Coffee may help fight the most fatal skin cancer, melanoma, according to a recent study of the National Cancer Institute and Yale University. While a cup of coffee during breakfast can sabotage diet and weight maintaining programs, especially with coffee extras, a regular drink of the bean beverage can actually help reduce the risk of melanoma.
According to the Skin Cancer Foundation, skin cancer affects more than five million people in the U.S. every year, while melanoma, claims one life an hour. Melanoma is rare, but is the reason for most of the skin cancer deaths. It is said that 86 percent of melanoma is caused by the direct exposure to the sun’s ultraviolet radiation.
Melanoma has shown to be the most destructive of all skin cancers and is often life-threatening due to metastasis, the spreading of cancer cells to other parts of the body. The occurrence of melanoma was attributed to genetics, like the mutations of some genes. The genetic changes trigger the cancer cell growth.

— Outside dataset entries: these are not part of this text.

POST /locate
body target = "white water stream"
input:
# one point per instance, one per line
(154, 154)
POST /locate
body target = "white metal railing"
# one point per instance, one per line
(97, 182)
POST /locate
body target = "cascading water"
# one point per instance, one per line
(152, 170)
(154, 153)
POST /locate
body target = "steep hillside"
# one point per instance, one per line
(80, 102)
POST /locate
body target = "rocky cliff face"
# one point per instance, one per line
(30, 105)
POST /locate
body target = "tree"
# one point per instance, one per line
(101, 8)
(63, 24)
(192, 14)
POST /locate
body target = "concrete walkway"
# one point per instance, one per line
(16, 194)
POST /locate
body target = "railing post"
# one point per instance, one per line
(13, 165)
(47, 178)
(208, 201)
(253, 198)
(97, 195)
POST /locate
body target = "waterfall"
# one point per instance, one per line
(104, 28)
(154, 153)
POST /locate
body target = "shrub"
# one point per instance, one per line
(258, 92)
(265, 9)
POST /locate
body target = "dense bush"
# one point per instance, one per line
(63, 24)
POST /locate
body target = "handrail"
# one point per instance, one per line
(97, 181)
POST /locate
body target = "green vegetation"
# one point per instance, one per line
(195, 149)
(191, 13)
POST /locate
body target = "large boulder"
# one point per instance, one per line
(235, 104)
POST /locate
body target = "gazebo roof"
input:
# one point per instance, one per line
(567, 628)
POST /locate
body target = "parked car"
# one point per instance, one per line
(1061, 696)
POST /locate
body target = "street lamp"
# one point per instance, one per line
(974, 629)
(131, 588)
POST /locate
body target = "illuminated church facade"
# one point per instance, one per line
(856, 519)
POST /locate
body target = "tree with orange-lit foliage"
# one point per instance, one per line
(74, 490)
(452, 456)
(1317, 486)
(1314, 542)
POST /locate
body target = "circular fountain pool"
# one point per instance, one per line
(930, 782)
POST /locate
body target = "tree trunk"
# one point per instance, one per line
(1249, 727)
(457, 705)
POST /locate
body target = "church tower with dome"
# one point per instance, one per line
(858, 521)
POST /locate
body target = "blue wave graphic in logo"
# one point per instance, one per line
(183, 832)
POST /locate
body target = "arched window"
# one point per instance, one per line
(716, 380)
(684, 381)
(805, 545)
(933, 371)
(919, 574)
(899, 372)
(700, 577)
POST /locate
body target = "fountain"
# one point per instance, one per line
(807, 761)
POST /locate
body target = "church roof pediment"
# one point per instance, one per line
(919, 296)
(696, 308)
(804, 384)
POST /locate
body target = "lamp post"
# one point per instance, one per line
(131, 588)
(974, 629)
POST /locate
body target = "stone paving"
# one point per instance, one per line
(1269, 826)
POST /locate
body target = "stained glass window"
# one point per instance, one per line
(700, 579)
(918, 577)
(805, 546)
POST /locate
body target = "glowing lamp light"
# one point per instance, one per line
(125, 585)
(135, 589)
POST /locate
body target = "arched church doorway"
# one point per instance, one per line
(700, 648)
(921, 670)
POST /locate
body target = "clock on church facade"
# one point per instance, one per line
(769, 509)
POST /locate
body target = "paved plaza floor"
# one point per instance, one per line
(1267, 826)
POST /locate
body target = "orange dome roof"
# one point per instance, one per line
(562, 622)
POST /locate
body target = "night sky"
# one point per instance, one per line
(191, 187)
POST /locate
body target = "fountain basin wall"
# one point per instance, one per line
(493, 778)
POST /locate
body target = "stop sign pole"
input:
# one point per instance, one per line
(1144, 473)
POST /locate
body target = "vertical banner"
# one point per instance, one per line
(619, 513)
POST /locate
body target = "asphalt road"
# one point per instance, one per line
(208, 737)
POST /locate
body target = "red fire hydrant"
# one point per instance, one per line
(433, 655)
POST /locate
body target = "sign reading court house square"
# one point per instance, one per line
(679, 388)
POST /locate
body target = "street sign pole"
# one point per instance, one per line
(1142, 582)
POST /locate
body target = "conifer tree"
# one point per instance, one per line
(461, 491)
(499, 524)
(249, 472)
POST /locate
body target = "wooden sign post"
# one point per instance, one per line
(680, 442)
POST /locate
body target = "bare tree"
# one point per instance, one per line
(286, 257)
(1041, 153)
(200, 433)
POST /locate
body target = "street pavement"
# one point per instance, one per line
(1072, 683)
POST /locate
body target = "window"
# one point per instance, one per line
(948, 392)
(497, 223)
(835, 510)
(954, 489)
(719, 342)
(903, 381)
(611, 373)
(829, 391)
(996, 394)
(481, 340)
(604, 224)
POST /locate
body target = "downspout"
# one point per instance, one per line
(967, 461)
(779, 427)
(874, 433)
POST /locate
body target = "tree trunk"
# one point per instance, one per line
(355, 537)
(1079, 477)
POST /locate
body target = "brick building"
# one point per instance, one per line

Cancer drugs target the pathways of this spreading process, some of which deliver positive results and prolong the lives of sick patients. In many cases, resistance developed when therapy could not stop the cancer cells any longer, as they find other ways to spread and grow. Melanoma patients who visited for a medical examination often came too late, as the aggressive cancer already formed many metastases and has spread to other parts of their bodies.
As prevention is far better than cure, a study by researchers led by Erikka Lotfield found that drinking coffee may help fight the most fatal skin cancer, melanoma. Lotfield’s team evaluated 400,000 plus participants in about 10 and a half years where melanoma rates were compared to frequency of certain foods.
In conclusion, the team found that a person who drinks the caffeine beverage every day lowers his risk for melanoma. One of the reasons is that coffee has components that affect several molecular pathways which reduce the risk of skin cancer that is UV-related, suppressing cancer formation or carcinogenesis, as well as reducing oxidative stress, inflammation and the cells’ DNA damage.
Coffee has some credible favorable effects to reduce the risk of melanoma. However, more studies are still needed to know the details of how it works in preventing the skin cancer.
While studies have seen the drink as beneficial in fighting against diabetes, tinnitus, other cancers like prostate and even Parkinson’s disease, some studies also showed increased mortality in those who drink more coffee, especially among young people. That is why, researchers are hesitant to give consumers the go-signal to drink coffee.
Coffee is a stimulant and does have a record of causing adverse effects in some people. It is important that individuals should discuss with their health care professional about consuming the beverage before adding it to their daily routine.
As for coffee, which may help fight the most fatal skin cancer, melanoma, Lotfield said that drinking it is also not an excuse to expose oneself to the sun. The most important thing in reducing the risk of melanoma is to reduce exposure to UV radiation.